Another example is the drug U-47700, also known as “Pink.” This synthetic opioid has been linked to numerous overdose deaths around the U.S. and was legal until the DEA placed it into schedule I of the CSA.
Recently, I have been seeing advertisements online for U-48800 and U-49900. These are slight variations of the original U-47700 and skirt our CSA.
As more states allow recreational use of marijuana, it will adversely affect those states that choose to keep marijuana illegal. As an example, California produced 13.5 million pounds of marijuana last year, but only consumed 2.5 million pounds. That means that Californians produced five times more marijuana than it used. Obviously, the rest is going to other states, including those that wish to remain marijuana free. With the freedom of recreational marijuana use brings innovation that makes marijuana more potent, as well as new marijuana products to the market.

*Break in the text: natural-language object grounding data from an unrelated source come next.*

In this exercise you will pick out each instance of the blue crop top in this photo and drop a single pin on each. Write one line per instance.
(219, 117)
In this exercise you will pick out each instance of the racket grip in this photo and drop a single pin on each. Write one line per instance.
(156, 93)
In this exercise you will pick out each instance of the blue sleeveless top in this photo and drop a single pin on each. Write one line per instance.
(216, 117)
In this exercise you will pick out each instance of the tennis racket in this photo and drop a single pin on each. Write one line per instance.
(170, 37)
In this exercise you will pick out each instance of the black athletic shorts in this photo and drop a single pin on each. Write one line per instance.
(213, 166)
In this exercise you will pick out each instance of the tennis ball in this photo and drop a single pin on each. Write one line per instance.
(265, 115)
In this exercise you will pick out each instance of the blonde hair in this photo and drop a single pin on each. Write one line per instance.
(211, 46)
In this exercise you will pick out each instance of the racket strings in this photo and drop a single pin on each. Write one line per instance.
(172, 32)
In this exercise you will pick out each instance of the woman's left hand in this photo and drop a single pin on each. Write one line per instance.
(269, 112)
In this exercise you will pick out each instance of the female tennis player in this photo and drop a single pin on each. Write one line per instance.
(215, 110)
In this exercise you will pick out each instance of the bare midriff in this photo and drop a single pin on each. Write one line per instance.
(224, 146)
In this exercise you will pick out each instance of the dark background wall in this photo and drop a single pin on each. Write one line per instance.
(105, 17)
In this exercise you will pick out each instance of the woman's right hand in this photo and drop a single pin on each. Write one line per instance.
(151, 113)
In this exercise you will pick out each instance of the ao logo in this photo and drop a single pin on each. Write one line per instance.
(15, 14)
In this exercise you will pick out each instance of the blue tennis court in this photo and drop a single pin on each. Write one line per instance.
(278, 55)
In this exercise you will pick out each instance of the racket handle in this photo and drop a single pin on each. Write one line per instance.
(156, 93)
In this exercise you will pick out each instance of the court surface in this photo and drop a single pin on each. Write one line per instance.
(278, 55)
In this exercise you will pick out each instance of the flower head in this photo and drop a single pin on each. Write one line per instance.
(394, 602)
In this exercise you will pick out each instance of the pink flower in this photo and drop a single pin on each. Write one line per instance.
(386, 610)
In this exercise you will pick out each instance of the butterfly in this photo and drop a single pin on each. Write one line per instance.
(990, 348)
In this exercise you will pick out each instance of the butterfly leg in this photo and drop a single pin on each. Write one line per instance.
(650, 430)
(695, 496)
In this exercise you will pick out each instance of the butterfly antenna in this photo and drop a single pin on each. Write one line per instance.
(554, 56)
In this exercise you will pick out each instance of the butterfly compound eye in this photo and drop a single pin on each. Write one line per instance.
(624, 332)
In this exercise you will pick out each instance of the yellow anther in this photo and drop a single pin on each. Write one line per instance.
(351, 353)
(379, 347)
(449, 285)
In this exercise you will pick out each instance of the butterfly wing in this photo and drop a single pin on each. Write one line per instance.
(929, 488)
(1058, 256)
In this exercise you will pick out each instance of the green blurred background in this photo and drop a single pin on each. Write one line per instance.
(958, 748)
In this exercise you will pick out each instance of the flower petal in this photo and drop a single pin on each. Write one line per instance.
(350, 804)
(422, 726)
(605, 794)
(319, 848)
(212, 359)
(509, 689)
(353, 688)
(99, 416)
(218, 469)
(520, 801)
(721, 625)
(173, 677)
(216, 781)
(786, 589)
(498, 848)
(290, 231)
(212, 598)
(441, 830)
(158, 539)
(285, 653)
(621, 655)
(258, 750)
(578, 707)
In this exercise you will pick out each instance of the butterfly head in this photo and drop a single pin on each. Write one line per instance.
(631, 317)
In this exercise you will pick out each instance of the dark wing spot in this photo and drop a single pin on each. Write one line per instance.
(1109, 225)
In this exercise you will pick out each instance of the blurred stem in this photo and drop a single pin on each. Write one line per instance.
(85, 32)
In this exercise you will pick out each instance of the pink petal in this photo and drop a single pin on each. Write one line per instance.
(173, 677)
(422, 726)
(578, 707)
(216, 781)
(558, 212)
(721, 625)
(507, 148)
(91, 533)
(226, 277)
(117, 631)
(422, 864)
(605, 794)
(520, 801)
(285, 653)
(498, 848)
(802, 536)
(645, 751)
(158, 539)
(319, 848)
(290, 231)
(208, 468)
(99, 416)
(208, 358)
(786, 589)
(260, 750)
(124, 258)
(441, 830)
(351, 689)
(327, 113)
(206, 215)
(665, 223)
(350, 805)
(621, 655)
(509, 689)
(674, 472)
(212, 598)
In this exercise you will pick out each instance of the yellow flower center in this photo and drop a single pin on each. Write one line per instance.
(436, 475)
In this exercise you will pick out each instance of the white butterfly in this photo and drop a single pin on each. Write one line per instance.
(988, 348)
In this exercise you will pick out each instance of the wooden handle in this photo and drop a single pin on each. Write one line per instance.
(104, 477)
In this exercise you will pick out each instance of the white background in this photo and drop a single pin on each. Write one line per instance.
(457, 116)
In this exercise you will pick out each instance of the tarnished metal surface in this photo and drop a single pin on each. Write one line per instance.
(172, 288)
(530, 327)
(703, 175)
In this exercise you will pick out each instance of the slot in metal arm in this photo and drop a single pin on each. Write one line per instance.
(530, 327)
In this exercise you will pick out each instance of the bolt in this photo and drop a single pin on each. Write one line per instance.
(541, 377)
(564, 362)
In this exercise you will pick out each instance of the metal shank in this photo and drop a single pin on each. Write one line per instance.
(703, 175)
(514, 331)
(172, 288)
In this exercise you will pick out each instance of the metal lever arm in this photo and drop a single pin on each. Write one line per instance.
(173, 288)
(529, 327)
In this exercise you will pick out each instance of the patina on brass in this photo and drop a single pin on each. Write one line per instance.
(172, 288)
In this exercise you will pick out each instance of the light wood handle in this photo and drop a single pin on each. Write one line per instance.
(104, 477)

The biggest threat to America right now is the surge in synthetic drug production. These new synthetic drugs, which include fentanyl and its analogs, will continue to skirt the CSA and cause damage in our communities. In just the past few weeks, the DEA said it will place all fentanyl analogs into the CSA, which was refreshing to hear. However, there are many other synthetic drugs that threaten our country and are not listed in the CSA. The demand for these drugs continues to grow and our laws are making it easy for drug users to go undetected and unabated.